Although not all abuse of process claims are meritless, if you’ve been sued for abuse of process, you may well have been SLAPPed. The anti-SLAPP law generally applies to abuse of process claims (because they generally involve statements or writings made in connection with a judicial proceeding), and when it does, only meritorious abuse of process suits can survive an anti-SLAPP motion.
The case below is one example of an abuse of process SLAPP decided by the California Supreme Court:
Rusheen v. Cohen
California Supreme Court, 2006 (review of Los Angeles Co. Superior Court)

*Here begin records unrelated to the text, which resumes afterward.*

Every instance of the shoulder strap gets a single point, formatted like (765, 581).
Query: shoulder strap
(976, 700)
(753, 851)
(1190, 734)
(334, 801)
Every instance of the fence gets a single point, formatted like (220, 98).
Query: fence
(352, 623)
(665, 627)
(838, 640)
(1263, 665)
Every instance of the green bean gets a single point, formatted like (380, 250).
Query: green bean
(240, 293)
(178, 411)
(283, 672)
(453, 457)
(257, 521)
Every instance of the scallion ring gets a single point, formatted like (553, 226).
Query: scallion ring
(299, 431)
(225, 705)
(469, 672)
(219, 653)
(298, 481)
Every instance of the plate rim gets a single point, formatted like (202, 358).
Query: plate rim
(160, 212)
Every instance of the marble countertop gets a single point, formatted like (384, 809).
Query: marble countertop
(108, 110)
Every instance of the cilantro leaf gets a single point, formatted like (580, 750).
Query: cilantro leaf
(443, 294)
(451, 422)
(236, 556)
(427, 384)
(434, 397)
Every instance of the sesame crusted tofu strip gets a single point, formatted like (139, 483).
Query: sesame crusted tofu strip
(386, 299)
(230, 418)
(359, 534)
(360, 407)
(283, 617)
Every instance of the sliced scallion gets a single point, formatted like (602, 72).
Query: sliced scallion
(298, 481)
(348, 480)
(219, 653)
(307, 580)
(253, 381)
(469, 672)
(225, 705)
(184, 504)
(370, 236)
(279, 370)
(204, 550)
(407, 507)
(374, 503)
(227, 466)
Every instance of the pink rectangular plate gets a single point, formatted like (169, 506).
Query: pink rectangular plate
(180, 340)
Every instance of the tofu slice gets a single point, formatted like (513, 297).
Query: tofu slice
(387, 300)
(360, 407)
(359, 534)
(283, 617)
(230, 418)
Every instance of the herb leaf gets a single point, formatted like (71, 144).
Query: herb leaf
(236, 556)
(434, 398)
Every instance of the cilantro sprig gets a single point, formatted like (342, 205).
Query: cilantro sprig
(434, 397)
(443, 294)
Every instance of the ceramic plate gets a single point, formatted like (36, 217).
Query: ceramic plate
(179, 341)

37 Cal. 4th 1048, 39 Cal. Rptr.3d 516
Rusheen sued Cohen for abuse of process, for allegedly filing false declarations regarding the service of court papers, and conspiring to execute the resulting default judgment against Rusheen. Cohen filed an anti-SLAPP motion, asserting that Cohen’s conduct was privileged under Civil Code section 47(b) as communications in the course of a judicial proceeding. The trial court agreed and granted the motion. The appellate court reversed on the grounds that executing on the improper default judgment was unprivileged, noncommunicative conduct.
The California Supreme Court reversed, holding that the anti-SLAPP motion should have been granted. It concluded that where the gravamen [primary thrust] of the complaint is a privileged communication (i.e., allegedly perjured declarations of service) the privilege extends to necessarily related noncommunicative acts (i.e., the act of levying).